No Brasil, o árbitro apita o fim da partida apenas para cumprir uma formalidade. O jogo, de verdade, ainda nem começou.

Enquanto o goleiro recolhe as luvas e um menino insiste em pedir autógrafo na saída do túnel, alguém já recorta um frame da transmissão. Outro aumenta a testa do treinador. Um terceiro encontra a legenda perfeita para aquele atacante que conseguiu acertar justamente o único lugar onde o gol não estava. Em poucos minutos, um lance que nasceu efêmero ganha a estranha vocação das coisas destinadas a permanecer.

É assim que nasce um meme.

Não nasce de um computador. Nasce de uma arquibancada que aprendeu a contar histórias.

Durante décadas, as torcidas brasileiras fizeram literatura oral sem saber. Eram apelidos inventados na mesa do bar, exageros repetidos no ponto de ônibus, casos que cresciam um pouco a cada rodada. A internet apenas acelerou um costume antigo. O que antes atravessava o bairro em uma semana agora atravessa o país em poucos segundos.

Talvez o meme seja o folclore da era digital.

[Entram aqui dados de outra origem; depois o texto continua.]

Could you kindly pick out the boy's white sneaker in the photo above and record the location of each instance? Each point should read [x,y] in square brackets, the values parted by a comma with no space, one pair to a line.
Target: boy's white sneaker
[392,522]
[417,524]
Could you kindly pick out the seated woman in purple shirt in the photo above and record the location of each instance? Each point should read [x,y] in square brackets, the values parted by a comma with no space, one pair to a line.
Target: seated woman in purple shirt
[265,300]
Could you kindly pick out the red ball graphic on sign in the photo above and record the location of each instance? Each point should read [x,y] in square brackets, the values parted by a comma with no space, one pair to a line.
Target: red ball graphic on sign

Ele transforma um escorregão em personagem, um olhar perdido em comédia, um gol improvável em memória coletiva. Não pede autorização aos protagonistas nem licença ao calendário. Vai passando de celular em celular até que o próprio jogo pareça ter sido disputado apenas para justificar aquela piada.

O curioso é que ninguém conhece melhor essa regra do que o torcedor.

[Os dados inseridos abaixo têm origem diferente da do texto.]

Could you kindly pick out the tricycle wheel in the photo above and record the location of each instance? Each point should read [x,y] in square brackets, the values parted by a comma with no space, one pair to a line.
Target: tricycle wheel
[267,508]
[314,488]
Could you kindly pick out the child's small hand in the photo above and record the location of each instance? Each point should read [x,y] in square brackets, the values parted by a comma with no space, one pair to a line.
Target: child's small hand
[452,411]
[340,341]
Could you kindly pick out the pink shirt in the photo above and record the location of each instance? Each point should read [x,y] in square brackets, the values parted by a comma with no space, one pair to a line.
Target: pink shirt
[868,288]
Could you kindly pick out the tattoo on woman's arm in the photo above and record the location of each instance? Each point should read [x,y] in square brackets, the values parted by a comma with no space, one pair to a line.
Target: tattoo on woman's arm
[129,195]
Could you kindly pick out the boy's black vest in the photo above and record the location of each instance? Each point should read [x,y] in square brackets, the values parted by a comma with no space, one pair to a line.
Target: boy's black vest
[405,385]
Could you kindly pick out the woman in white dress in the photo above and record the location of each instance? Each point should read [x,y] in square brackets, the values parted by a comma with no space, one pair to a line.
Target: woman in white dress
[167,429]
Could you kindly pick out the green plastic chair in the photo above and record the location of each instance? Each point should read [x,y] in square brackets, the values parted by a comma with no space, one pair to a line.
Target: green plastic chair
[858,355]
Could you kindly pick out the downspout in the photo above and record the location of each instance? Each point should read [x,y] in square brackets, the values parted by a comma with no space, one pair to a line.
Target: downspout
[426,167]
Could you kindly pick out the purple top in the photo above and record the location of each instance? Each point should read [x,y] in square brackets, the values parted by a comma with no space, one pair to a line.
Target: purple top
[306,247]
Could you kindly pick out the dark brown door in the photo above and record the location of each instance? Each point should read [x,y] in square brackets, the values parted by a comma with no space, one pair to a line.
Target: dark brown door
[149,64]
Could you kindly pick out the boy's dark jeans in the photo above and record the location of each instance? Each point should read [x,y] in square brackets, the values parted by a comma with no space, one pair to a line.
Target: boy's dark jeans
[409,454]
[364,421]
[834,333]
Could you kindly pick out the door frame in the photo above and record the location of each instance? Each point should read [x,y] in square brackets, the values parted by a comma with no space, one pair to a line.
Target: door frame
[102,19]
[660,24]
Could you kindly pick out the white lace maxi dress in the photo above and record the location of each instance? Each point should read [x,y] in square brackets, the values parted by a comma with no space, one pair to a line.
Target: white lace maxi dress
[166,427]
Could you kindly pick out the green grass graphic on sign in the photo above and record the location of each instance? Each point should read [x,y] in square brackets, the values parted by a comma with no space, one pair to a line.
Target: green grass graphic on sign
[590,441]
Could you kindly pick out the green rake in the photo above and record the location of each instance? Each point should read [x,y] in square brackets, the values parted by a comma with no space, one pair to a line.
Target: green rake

Ele ri como quem jamais perderá outra partida. Dois domingos depois, abre o telefone com a cautela de quem desconfia da própria sorte. A internet o espera com a serenidade dos velhos cobradores: toda provocação será paga, com juros e atualização monetária. A bola gira. O meme também.

Existe nisso uma sabedoria que talvez tenha escapado aos cientistas políticos.

O futebol brasileiro descobriu que a rivalidade pode sobreviver sem destruir o rival. Afinal, não existe clássico de um time só. O prazer da vitória depende da permanência daquele que, inevitavelmente, voltará a vencer um dia. A provocação só faz sentido porque pressupõe reencontro.

Nossa política parece ter desaprendido essa lição elementar.

As divergências deixaram de ser disputas para se tornarem certidões de ódio. O adversário já não é alguém a ser convencido ou contestado. É alguém cuja existência incomoda. Perdemos o humor e, com ele, perdemos também uma forma discreta de reconhecer a humanidade do outro.

Talvez precisássemos de um pouco mais da inteligência irreverente das arquibancadas. Não da violência que às vezes as contamina, mas daquela criatividade quase infantil que prefere uma piada a um insulto, uma caricatura a uma condenação, uma gargalhada ao ressentimento.

Porque rir possui uma virtude democrática: exige reconhecer que ninguém permanece invencível por muito tempo.

Os campeonatos acabam. Os governos também. Os ídolos envelhecem. Os memes desaparecem na velocidade com que surgiram. O que permanece é outra coisa, menos barulhenta e mais importante: a disposição de continuar dividindo a mesma arquibancada com quem torce por um resultado diferente do nosso.

Talvez a democracia seja exatamente isso.

Um estádio onde ninguém concorda sobre o placar, todos discutem o juiz e, apesar das vaias, das derrotas e das provocações da segunda-feira, cada um sabe, no fundo, que o próximo jogo só faz sentido se o adversário também aparecer para jogar.